On Thu 2019-04-25 10:11:33 +0100, Jonathan McDowell wrote:
A move to easily enable key material > 2^16 bytes seems to be in
conflict with dkg's work on trying to reinvigorate the usefulness of key
servers + the suggestion to limit key material packets to < 8383 bytes.
For existing OpenPGP key types, i do hope that sane implementations will
keep to the limits i've suggested in
draft-dkg-openpgp-abuse-resistant-keystore. But i think Werner's change
to 4-octet length representation during fingerprint and signature
calculations is intended to allow for significantly larger keys if there
are any post-quantum algorithms that need it.
If we get to a world where PQ keys of that size are necessary, the
guidance on abuse-resistant keystores will need to be updated to
accommodate the new algorithms, of course. But presumably any
cryptographically-validating keystore will need significantly more work
to implement the PQ algorithms, so a change to those suggested limits is
pretty minor in comparison -- not too big a deal.
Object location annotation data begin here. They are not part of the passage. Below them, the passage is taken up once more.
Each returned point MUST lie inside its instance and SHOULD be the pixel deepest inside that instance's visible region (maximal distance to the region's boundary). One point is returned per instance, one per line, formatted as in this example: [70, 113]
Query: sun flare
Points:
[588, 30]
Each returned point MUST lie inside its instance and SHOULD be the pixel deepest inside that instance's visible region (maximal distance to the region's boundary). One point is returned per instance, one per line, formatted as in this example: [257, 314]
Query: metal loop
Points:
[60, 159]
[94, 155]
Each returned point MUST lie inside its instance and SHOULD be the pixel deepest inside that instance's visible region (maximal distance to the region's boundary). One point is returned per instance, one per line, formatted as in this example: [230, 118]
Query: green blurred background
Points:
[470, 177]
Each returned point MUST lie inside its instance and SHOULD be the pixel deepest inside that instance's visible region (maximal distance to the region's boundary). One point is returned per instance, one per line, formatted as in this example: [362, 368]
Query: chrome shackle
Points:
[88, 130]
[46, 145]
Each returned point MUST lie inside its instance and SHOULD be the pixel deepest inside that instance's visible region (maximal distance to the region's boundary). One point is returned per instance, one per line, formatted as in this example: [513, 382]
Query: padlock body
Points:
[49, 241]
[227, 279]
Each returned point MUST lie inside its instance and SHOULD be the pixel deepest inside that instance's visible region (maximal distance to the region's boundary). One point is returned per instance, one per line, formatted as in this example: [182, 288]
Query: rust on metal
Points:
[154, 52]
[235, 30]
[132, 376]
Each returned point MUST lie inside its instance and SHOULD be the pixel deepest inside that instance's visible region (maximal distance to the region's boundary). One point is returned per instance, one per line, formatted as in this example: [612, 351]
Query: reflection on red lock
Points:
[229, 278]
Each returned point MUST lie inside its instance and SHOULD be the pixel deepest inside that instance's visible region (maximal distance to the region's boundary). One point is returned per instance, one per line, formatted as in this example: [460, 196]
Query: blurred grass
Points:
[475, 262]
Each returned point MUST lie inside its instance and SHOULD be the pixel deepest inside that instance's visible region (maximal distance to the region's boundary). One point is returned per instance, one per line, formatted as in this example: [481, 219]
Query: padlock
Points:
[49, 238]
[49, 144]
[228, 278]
And to be clear: this isn't mandating a 4 octet length on the wire for
all keys -- keys in transport can still use OpenPGP's weird
packed-type-length encoding and shave off a couple bytes that way when
they're aiming for smallness. We're only talking about 4 octets in RAM
when calculating the key fingerprint or the signature, right?
so i agree with Jonathan that it's not tightly aligned with the work to
set forward simple guidance for abuse-resistant keystores, but i don't
think it's in direct conflict with it either, and i support the move to
a 4-octet length in fingerprint and signature calculations for v5.